Sunday, February 14, 2016


What better way than Valentine’s Day to discover a love affair that was “an open secret,” one that lasted over a decade until one of the pair died suddenly.   The celebrated composer George Gershwin, a force to be reckoned with in the music world that spanned Tin Pan Alley to Broadway, had a heart that expressed a “Fascinating Rhythm” when he met the vivacious socialite Kay Swift.  The fact that she was married, the mother of three daughters, had a classical music background and was a great fan of the music of Irving Berlin, were in no way deterrents to how he felt.

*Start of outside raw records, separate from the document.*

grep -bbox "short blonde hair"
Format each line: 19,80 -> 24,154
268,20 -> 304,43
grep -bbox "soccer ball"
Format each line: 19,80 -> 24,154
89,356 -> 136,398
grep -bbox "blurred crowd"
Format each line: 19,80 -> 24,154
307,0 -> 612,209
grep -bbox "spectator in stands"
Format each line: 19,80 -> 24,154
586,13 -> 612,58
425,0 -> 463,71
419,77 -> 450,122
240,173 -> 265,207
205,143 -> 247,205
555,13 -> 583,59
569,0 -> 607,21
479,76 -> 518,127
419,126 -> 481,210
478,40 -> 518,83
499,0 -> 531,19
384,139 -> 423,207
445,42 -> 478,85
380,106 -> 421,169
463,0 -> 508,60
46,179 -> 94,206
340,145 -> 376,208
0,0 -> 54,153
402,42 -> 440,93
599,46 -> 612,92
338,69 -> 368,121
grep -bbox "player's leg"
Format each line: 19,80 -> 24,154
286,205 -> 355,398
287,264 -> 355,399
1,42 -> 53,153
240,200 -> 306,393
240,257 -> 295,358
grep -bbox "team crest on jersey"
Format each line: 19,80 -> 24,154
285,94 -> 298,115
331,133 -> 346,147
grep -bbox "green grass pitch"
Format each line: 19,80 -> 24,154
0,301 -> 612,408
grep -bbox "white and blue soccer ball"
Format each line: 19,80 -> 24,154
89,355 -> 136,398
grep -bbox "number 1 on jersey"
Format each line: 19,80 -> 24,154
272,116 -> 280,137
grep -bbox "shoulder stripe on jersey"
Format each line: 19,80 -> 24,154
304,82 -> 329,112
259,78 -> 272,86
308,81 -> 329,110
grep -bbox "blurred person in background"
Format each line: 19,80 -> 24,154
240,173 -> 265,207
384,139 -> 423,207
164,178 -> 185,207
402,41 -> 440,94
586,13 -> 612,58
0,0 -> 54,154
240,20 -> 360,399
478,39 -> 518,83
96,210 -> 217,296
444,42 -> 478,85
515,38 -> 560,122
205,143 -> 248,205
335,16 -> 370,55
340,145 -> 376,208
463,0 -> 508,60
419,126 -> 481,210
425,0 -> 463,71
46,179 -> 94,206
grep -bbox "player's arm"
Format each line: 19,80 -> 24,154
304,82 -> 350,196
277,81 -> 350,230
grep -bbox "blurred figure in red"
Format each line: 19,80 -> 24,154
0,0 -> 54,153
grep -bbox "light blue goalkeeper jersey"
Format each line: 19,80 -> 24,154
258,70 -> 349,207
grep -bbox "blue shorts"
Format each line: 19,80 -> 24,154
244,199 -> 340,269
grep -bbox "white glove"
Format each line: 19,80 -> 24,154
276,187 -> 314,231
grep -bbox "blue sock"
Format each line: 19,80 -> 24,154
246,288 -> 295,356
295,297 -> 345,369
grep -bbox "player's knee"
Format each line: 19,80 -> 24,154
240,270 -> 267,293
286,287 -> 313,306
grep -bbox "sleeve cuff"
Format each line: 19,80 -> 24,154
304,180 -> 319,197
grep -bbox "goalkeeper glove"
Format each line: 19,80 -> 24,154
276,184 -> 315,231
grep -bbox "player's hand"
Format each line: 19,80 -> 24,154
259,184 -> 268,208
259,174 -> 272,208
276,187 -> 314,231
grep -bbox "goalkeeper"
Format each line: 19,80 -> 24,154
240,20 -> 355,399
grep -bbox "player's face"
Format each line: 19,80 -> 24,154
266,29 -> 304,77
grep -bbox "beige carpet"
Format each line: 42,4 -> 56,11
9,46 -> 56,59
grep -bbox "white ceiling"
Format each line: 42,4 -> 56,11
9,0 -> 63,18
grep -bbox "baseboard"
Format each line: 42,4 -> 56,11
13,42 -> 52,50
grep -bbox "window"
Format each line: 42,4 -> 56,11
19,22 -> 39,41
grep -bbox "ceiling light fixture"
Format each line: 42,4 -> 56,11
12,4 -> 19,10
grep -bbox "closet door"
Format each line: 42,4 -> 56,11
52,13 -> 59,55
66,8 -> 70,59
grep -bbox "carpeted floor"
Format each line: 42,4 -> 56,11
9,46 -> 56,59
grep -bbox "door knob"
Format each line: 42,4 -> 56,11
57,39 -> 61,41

Gershwin’s immediate thoughts were “ 'Swonderful” while Swift’s were “Can This Be Love?”  On Friday, February 12 at New Haven’s intimate Lyric Hall, one lucky audience got to experience all the joy, bittersweet though it might have been, of the world premiere of “Let’s Call the Whole thing Off:  George Gershwin’s Romance with Kay Swift.”

The brain child of Aaron Gandy, with the vital input of Katharine Weber, Kay Swift’s granddaughter and the author of “The Memory of All That: George Gershwin, Kay Swift and My Family’s Legacy of Infidelities” (Crown Publishers $24), the product of their efforts is delightful and charming and a tribute to their long ago romantic entanglement.

With a sparkling Merrill Grant as Kay and a debonair Sean Doherty as George, the pair warble more than two dozen tunes written by one or the other or both.  Aaron Gandy has created inspiring arrangements from shows like “Lady, Be Good,” “Funny Face,” “Tip Toes,” “Fine and Dandy,” “Of Thee I Sing,” and "Porgy and Bess” and then peppers the evening with insightful anecdotes from the time they meet in 1925, in the height of the Jazz Age, until his tragic death of a brain tumor at the age of 38.  Gandy is the personable pianist/narrator who gushes with enthusiasm about his subject matter, sharing intimacies and insights into the “Embraceable” duo.  Mark York has directed a “Fine and Dandy” overture to love that will “Jig Hop” it’s way straight to your heart.

Hopefully John Cavaliere, Lyric Hall’s dedicated producer and owner, will schedule “Let’s Call the Whole Thing Off” again quickly and often for “this whole thing” shouldn’t be taken away from you or me.  Even Cole Porter would be swift to admit that it’s “Delightful, Delicious and Delovely."